Impact Centre provides guidelines and general tools for lexical data development from historical source material and tools to deploy the lexicon in enrichment (i.e. for retrieval).
Keep in mind the following things:
- Lexicon building for the digitisation and improved searching of historical documents only makes sense when the historical language differs substantially from the modern language. For Dutch, it already starts making sense for documents from the 19th Century. On the other hand 19th Century German does not differ greatly from modern German. Lexicon building in these situations has the most benefit for much older language periods like for instance the 16th Century.
- For lexicon building, one needs the assistance of a computational linguist and a historical linguist or a person mastering both skills.
- IMPACT deliverable D-EE2.8 Development and Use of Computational Lexica for OCR And IR on Historical Documents. A Cross-Language Perspective (February 2012) – abstract
- IMPACT deliverable D-EE2.6 Lexicon Cookbook (December 2011)
- Tom Kenter, Tomaž Erjavec, Maja Žorga Dulmin, Darja Fišer. 2012. Lexicon construction and corpus annotation of historical language with the CoBaLT editor. In Proceedings of the EACL Workshop on Language Technology for Cultural Heritage, Social Sciences, and Humanities, Avignon, France, April. Association for Computational Linguistics.

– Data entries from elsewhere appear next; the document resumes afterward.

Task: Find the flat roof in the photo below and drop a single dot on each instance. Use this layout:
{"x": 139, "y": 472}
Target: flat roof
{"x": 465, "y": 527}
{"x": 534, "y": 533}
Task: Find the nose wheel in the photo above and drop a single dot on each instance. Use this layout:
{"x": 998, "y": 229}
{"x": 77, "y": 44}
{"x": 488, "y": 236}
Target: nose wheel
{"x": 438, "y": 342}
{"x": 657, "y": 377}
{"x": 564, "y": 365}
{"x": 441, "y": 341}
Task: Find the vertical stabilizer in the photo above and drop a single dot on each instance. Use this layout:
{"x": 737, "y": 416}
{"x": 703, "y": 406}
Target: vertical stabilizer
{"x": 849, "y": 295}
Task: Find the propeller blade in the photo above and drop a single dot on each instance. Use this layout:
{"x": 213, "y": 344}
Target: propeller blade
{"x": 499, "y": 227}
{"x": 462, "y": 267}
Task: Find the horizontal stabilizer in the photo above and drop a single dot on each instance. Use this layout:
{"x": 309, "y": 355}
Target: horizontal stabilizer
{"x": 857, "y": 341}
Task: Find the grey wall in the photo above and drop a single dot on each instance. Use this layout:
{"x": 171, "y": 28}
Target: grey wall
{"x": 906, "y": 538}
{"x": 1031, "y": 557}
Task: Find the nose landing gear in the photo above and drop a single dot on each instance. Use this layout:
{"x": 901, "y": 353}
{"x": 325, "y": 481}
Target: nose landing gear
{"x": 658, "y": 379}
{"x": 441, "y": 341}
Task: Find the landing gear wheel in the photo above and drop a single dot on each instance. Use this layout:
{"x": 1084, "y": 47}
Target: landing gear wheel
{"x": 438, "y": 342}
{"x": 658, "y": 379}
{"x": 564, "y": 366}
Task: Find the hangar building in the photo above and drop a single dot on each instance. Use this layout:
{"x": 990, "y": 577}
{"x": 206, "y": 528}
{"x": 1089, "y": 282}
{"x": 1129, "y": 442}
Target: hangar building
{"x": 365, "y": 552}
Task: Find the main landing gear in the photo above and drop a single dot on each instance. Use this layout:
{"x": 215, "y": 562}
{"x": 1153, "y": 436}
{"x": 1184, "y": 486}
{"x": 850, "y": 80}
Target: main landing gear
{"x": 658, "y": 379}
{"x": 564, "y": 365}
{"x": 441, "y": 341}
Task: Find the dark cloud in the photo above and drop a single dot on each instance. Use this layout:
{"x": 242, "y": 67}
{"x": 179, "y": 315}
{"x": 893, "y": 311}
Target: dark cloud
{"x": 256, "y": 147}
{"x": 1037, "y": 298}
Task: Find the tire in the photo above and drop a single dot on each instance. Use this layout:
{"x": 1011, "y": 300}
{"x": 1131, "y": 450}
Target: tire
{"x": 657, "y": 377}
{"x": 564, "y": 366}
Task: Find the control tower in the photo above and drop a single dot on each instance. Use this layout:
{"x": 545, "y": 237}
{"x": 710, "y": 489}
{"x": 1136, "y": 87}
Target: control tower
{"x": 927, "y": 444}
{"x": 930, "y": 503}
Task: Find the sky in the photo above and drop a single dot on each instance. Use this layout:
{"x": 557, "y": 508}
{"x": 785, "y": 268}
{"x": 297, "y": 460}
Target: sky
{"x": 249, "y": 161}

- Depuydt, K. and J. de Does, Computational Tools and Lexica to Improve Access to Text. Article in: Fons Verborum. Feestbundel voor prof. dr. A.M.F.J. (Fons) Moerdijk, aangeboden door vrienden en collega” bij zijn afscheid van het INL. Onder redactie van E. Beijk, L. Colman e.a. Leiden/Amsterdam, 2009, p. 187-199.
IMPACT project developed a series of software modules that will evaluate the performance of each stage in an OCR production workflow from image enhancement to segmentation, up to the success of the OCR output itself.
In addition, IMPACT created a Metrics Toolkit: a web application for the statistical evaluation of the outputs of different digitisation workflows. The tool compares the OCR result from specific workflows against validated text and layout information (“ground truth”) and demonstrates the enhancement achieved by different configurations of tools.